For Lisa Klepper, the two years of the pandemic have been an exercise in hoping for the best – and doing everything possible to shield students from a breakdown of routine. Klepper is the supervisor for the Northwest Education Services Creekside School – formerly the New Campus School – which serves students from throughout North Ed’s five-county region who require “specialist services.”

“[Students] come to us when they are demonstrating unsafe behaviors in their local school,” Klepper tells The Ticker. “So, they're impacted by their disabilities to begin with, to stay emotionally regulated and to demonstrate safe behavior, whether that’s in a school setting, on the bus, or in the community. And then what we know about our students is that any change in routine, any additional stress – at home, or at school, or anywhere in the world – it does impact our students to a greater degree. They just don’t have the tools, like self-talk or regulation, to work through these [unexpected stressors].”

Luckily, beyond the lengthy state-mandated school closures of spring 2020, Creekside has been able to keep things relatively stable for students.

 “We really tried not to close at all,” Klepper explains. “In fact, when a lot of other schools went to virtual learning, we've been open. Since the fall of 2020, we haven't really had extended closures. We've had a day or two, right? We've had a few rolling closures of classrooms, to quarantine. But that is the only reason we've closed.”

TCAPS hasn’t been nearly as lucky, in part because of scale. Creekside has about 70 students and 25-28 staff. TCAPS, in comparison, has approximately 10,000 students. When the district closes, in other words, most classrooms serving students with disabilities close, too. Brooke Laurent, executive director of special education for TCAPS, says virtual learning has proven to be a surprisingly effective for allowing accessible education teachers to “build those important consistencies” for their students. Still, she notes that some classrooms have had to remain in-person throughout the pandemic, even when the rest of the district has shut down. 

“We have kept some of our groups that are most at risk face-to-face,” Laurent says. “There were times [TCAPS] went remote, but we had our mild and cognitively impaired programs – and we have four of those across the district – that we did bring in person, because we know the impact of virtual [on those students] and we try to mitigate that as much as possible.
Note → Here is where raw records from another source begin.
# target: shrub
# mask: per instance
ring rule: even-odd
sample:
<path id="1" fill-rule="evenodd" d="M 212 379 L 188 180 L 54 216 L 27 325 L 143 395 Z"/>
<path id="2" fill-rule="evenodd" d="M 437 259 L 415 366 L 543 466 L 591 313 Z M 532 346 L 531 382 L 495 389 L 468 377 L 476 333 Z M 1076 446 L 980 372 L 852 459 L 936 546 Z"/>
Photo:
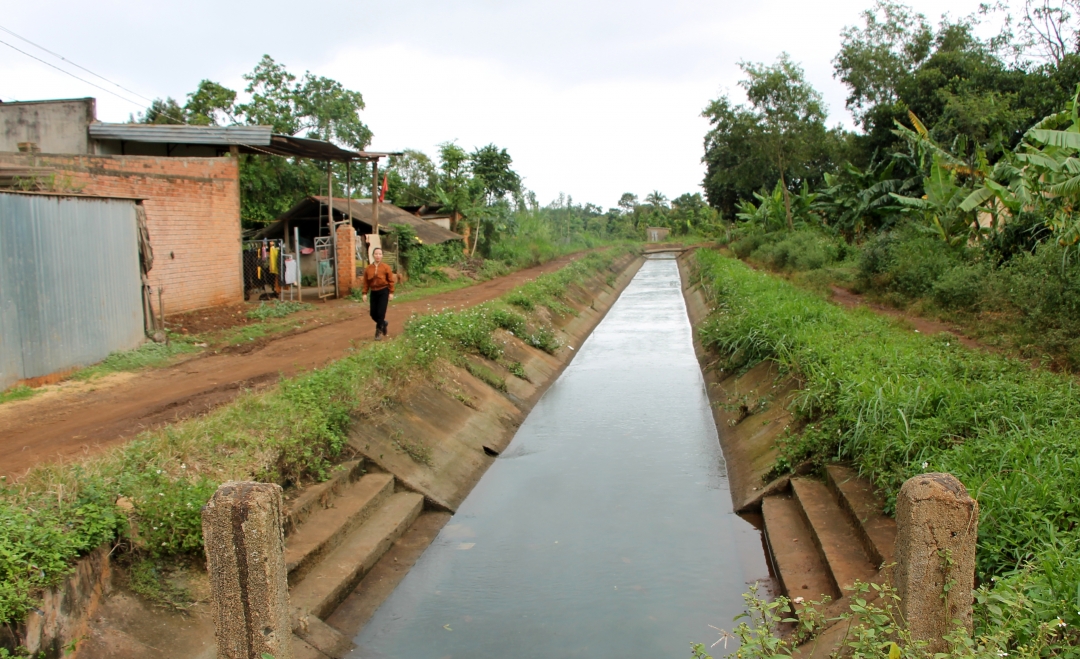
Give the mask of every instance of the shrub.
<path id="1" fill-rule="evenodd" d="M 905 227 L 868 241 L 858 260 L 863 290 L 892 293 L 902 302 L 928 295 L 947 270 L 964 262 L 945 241 Z"/>
<path id="2" fill-rule="evenodd" d="M 982 264 L 953 266 L 934 282 L 931 295 L 944 309 L 975 309 L 986 295 L 989 275 Z"/>
<path id="3" fill-rule="evenodd" d="M 776 270 L 818 270 L 843 261 L 850 251 L 842 238 L 814 230 L 773 233 L 768 238 L 773 240 L 763 240 L 750 258 Z"/>

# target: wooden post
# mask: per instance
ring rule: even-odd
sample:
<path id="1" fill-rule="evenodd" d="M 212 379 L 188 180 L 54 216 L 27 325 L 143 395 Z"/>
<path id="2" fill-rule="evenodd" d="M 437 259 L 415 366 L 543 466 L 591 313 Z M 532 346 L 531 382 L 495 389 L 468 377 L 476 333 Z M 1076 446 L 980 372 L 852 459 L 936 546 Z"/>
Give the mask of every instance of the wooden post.
<path id="1" fill-rule="evenodd" d="M 379 235 L 379 159 L 371 161 L 371 233 Z"/>
<path id="2" fill-rule="evenodd" d="M 292 659 L 281 487 L 225 483 L 202 511 L 218 659 Z"/>

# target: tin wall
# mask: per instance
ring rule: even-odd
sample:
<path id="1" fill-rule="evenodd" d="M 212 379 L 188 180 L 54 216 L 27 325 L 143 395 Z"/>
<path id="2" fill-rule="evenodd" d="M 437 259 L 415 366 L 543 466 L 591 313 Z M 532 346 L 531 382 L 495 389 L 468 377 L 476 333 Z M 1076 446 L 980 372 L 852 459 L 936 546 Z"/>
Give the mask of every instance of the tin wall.
<path id="1" fill-rule="evenodd" d="M 135 202 L 0 193 L 0 389 L 143 340 Z"/>

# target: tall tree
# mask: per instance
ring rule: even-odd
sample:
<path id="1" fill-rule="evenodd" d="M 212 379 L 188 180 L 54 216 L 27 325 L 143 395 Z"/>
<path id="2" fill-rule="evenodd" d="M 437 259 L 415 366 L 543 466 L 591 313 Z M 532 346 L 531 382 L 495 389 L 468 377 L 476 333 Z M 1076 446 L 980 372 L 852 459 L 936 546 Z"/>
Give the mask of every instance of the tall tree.
<path id="1" fill-rule="evenodd" d="M 244 76 L 251 95 L 236 106 L 244 123 L 273 126 L 274 132 L 336 142 L 352 149 L 371 143 L 371 130 L 360 120 L 364 98 L 330 78 L 305 72 L 297 77 L 269 55 Z"/>
<path id="2" fill-rule="evenodd" d="M 728 219 L 734 219 L 740 201 L 772 187 L 779 176 L 776 164 L 763 149 L 758 117 L 726 96 L 709 103 L 702 112 L 709 120 L 705 134 L 705 196 Z"/>
<path id="3" fill-rule="evenodd" d="M 802 67 L 787 53 L 771 66 L 748 62 L 739 66 L 747 75 L 739 85 L 758 114 L 762 141 L 780 173 L 788 228 L 794 229 L 790 172 L 810 160 L 826 139 L 821 94 L 806 82 Z"/>
<path id="4" fill-rule="evenodd" d="M 897 86 L 930 56 L 934 32 L 926 16 L 892 0 L 877 0 L 862 18 L 861 27 L 840 33 L 833 68 L 848 87 L 848 110 L 865 128 L 871 108 L 900 100 Z"/>
<path id="5" fill-rule="evenodd" d="M 426 154 L 406 149 L 392 156 L 387 168 L 387 195 L 398 206 L 421 206 L 438 199 L 439 174 Z"/>
<path id="6" fill-rule="evenodd" d="M 181 108 L 172 99 L 154 101 L 141 120 L 146 123 L 271 126 L 275 133 L 299 135 L 363 149 L 371 130 L 360 119 L 364 99 L 330 78 L 310 72 L 297 76 L 264 55 L 244 76 L 249 98 L 219 83 L 203 80 Z M 335 172 L 340 177 L 340 172 Z M 325 185 L 322 163 L 277 156 L 243 155 L 240 161 L 241 217 L 245 226 L 260 226 Z"/>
We’ve had those kinds of considerations over time, and we’ve tried to determine how best to support our students and what those needs look like.”

Navigating COVID closures is one thing, but what about staff shortages? While Klepper acknowledges that keeping Creekside’s “small and tight-knit” team healthy hasn’t always been easy, the school has at least been spared from staff resignations, early retirements, and other turnover trends that might have exacerbated shortages. 

“We haven't had – knock on wood – any staff who have made other decisions for employment during this time; they've all kind of buckled down,” Klepper says. “Speaking candidly, the people who work in this building don't get paid enough to start with. They are getting kicked, and hit, and spit on, and their hair pulled, and they're helping kids with toileting needs, and all of this stuff. So just by nature of who they are, [our staff] are here because they're wanting to make a positive impact on kids. And that characteristic has carried through these crazy COVID times. They are still strong in their belief that they can make a positive impact with kids, despite the extra stress of the work environment, and despite the extra concern about their own physical health.”

Still, staff illnesses have created gaps here and there – sometimes taking out as much as a quarter of Creekside’s team. When that’s happened, Klepper says the school has had to get strategic about keeping its classrooms running, in part because Creekside students don’t always respond well to unfamiliar substitute teachers.

“We know when substitutes come into our building, it doesn't go well,” she says. “Because our kids don't know them, and don't have the coping strategies or the communication strategies to say, ‘You're new in the building and you make me uncomfortable.’ Instead, it turns into physical escalation or verbal confrontation. So, we've just had to think critically about how we support our school. For example, when we have subs in the building, we have them be in the office answering phones, kind of like a fill-in secretary. We put them in a position where they wouldn't have a direct impact on the kids. And then we put the secretaries into the classroom, because the kids know them. That’s a way we've been able to stabilize the school experience for our kids, by keeping as much as we can familiar.”